Linearized Neural Network Approximation

Updated 2 February 2026

Linearized approximation is defined as replacing a neural network’s nonlinear behavior with its first-order Taylor expansion around a reference parameter.
The approach underpins analyses like the neural tangent kernel regime and random feature models, enabling scalable learning and efficient uncertainty quantification.
Practical algorithms based on linearization reduce computational cost in tasks such as robustness verification and PDE solving, while exposing limits in feature learning.

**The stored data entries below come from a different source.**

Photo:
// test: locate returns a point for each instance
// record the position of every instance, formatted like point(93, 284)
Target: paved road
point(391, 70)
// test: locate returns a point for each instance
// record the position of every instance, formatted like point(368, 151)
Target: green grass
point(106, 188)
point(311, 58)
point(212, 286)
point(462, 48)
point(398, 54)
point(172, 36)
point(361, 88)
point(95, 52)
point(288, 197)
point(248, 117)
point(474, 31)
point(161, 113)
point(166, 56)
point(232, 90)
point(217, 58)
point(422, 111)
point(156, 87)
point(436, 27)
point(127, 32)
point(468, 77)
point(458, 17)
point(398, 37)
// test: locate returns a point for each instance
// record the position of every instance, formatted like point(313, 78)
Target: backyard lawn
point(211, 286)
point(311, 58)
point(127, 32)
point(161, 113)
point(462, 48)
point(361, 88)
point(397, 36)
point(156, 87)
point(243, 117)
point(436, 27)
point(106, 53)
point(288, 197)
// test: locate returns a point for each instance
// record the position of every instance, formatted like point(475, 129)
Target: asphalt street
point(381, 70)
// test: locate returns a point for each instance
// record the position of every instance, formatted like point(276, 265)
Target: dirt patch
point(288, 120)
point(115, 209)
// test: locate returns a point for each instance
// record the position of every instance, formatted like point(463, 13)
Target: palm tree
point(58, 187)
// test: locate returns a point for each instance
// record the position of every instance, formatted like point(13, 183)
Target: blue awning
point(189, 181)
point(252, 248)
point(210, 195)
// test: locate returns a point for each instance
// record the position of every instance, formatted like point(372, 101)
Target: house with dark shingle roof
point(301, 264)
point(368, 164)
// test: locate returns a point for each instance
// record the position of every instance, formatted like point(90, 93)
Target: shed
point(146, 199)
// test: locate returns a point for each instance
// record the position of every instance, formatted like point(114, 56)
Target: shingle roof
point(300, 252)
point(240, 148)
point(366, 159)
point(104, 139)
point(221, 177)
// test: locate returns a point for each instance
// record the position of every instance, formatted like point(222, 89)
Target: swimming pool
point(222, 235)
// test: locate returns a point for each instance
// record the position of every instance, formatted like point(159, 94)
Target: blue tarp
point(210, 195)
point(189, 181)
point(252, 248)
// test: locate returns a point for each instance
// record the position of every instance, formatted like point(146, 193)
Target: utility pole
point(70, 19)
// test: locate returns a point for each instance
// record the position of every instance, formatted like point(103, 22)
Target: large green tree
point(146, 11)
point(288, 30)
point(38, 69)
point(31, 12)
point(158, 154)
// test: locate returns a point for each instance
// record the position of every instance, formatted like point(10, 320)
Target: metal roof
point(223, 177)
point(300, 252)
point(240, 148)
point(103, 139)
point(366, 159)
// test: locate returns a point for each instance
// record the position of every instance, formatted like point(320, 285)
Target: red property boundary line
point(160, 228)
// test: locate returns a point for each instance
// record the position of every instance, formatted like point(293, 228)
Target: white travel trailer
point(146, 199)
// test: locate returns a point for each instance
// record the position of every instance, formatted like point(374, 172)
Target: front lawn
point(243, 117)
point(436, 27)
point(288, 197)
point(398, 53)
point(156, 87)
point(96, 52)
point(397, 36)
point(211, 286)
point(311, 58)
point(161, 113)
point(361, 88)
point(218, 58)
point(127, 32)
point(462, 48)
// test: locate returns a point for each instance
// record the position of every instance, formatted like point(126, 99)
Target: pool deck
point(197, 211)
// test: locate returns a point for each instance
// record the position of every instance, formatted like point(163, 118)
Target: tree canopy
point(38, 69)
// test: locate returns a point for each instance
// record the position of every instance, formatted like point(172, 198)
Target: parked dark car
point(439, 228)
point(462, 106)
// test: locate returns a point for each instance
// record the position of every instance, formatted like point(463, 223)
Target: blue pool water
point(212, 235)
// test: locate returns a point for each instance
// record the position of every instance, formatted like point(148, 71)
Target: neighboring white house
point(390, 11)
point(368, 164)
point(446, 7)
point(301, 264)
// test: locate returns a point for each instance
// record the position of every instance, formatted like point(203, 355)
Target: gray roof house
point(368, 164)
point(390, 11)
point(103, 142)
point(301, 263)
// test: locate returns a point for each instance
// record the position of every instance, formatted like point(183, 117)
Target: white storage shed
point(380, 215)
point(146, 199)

A linearized approximation for neural networks refers to replacing the nonlinear predictive model induced by a neural network with its first-order Taylor expansion around a reference parameter set, typically at initialization or after gradient-based pretraining. This construction underlies a broad class of modern theoretical analyses, including the neural tangent kernel (NTK) regime, random features models, linearized Laplace approximations for Bayesian prediction, and practical methods in PDE solving and robustness verification. The approach is pivotal both as an analytical tool and in algorithmic surrogates for scalable learning and inference in high-dimensional, overparameterized settings.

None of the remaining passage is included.